Saving money may be tricky but there are so many benefits to saving your hard-earned money. If you can save, here are some of the benefits to think about when you’re planning your savings strategy.
Ready for emergencies
Emergencies by their nature are unexpected and will most likely cost you money. Maybe your car breaks down and needs fixing or your home boiler needs a new part. There is an unexpected cost that needs to be paid.
Creating your emergency fund of savings will allow you to have money reserved for such unexpected expenses.
With no emergency fund, you may find yourself without the money to pay these surprising bills. You may in turn need to rely on credit to see you through the emergency, leaving you with additional debt.
Ideally three to six months of expenses in your emergency fund gives you peace of mind and flexibility in dealing with financial emergencies, like an unexpected illness or job loss. However, we know this isn’t achievable for most of us these days. Even smaller amounts such as £100 can help towards those little surprises and give you some more security.
Prepared for sickness or time off work
Many of us live month to month, paycheck to paycheck. This means any sudden loss of income with unexpected time off or extended sick pay will drastically lower our income and our ability to pay for our bills and food.
If you have savings when this happens, it takes the pressure off from worrying about a drop in income. You can concentrate on recovering from your illness or caring for your family.
Pay for a big life event without stacking up debt
If you have the means to save, a huge benefit is that it increases your ability to pay for those bigger things in life such as a wedding.
Wedding plans can quickly escalate and costs can add up. Weddings can be postponed by years due to the cost, but if you have savings already you can plan your special day without starting your marriage in debt.
Save for a house deposit
Regularly saving will help you build your funds slowly but surely. This can help you achieve milestones such as home ownership by saving up for a deposit on a house.
Mortgage deals vary (please check the small print of any deals you are interested in) but typically a 5% deposit or more on the house purchase price will be needed as a deposit.

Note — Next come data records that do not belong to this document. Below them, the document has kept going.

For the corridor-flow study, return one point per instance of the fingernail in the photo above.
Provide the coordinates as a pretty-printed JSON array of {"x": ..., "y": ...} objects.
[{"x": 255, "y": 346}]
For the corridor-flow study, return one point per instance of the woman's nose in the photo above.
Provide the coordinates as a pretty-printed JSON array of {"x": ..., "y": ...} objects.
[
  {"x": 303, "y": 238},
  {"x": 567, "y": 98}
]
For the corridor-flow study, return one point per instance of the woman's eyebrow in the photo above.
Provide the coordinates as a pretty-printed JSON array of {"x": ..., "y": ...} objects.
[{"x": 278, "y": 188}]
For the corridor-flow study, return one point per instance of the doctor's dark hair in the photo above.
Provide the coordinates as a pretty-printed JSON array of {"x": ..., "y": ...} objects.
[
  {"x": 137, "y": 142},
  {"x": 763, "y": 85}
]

Sometimes, a 10% or 20% deposit is needed.
For example, in terms of figures for every £100,000 for the cost of the house you want, you would need a £5,000 to £20,000 deposit.
This may seem like a lot and may seem unattainable, but the most important message is to make a start. Begin saving regularly and it will add up over time. The more you can put towards the closer your dream of home ownership will be.

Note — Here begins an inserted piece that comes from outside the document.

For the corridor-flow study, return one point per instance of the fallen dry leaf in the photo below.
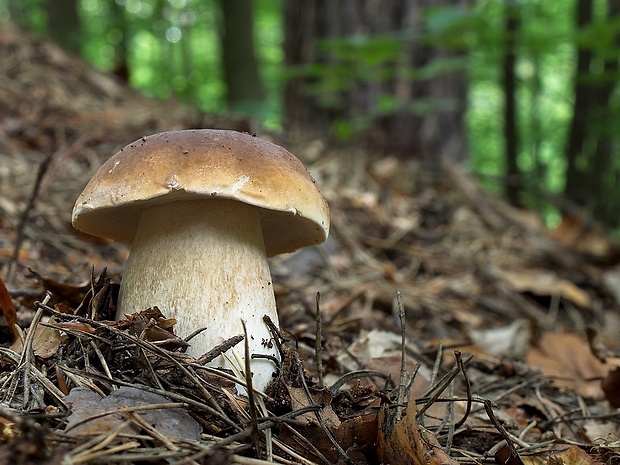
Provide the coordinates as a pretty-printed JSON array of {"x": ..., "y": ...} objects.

Make your money work harder for you
Interest rates these days may be pretty low, but any interest on your savings is better than nothing. Check the latest deals on savings accounts to see which one will work the hardest for your money.

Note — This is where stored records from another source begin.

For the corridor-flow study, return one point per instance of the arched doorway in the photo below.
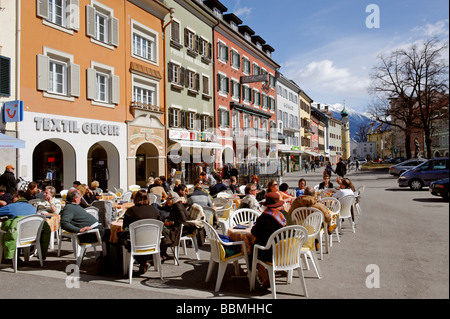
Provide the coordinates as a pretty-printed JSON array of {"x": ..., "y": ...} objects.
[
  {"x": 54, "y": 164},
  {"x": 103, "y": 165},
  {"x": 147, "y": 163}
]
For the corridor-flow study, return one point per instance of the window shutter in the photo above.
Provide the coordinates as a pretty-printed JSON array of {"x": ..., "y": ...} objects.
[
  {"x": 170, "y": 72},
  {"x": 114, "y": 34},
  {"x": 197, "y": 81},
  {"x": 42, "y": 8},
  {"x": 73, "y": 10},
  {"x": 5, "y": 76},
  {"x": 186, "y": 37},
  {"x": 74, "y": 80},
  {"x": 90, "y": 21},
  {"x": 181, "y": 76},
  {"x": 115, "y": 92},
  {"x": 91, "y": 84},
  {"x": 42, "y": 72}
]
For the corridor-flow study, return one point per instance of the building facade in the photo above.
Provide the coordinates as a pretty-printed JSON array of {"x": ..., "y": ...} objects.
[{"x": 288, "y": 124}]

You won’t see as much growth as you will from investing, but interest on your savings is still extra cash in the pot for you.
Use sinking funds for additional spending
A sinking fund is a pot of money set aside for a specific thing, such as birthday presents, a car MOT and service or Christmas. Sinking funds are usually added to regularly to help you spread the cost of those additional items in your budget.
For example, if you estimate that Christmas costs you £1,000 and you are paid weekly, divide £1,000 by 52 to get £19.23. You would then save £19.23 every week into your Christmas sinking fund.
When Christmas comes around, you don’t have to suddenly find an extra £1,000 – you already have it in your sinking fund.
Sinking funds can be used for all sorts of things from Christmas to holidays to home repairs to car insurance and many more.
Many banks now let you set up saving pots in your bank account. You can name each pot to help you focus on your savings goal. Then on payday, you put money into the pots.
Alternatively, some people also like to use cash envelopes and add to them every week or month. When certain goals are reached this is then added to a bank account.
Pay less on your bills
Did you know that if you pay some bills upfront you can save money?
For example, if you can pay your car insurance upfront for the year you will pay less than paying monthly.
This can also apply to other bills, like your mobile phone. It can be cheaper to buy your phone outright and have a SIM-only contract than to get stuck in a contract that includes paying for the handset every month.
Have any of these benefits of saving money surprised you? Are you planning to build your savings?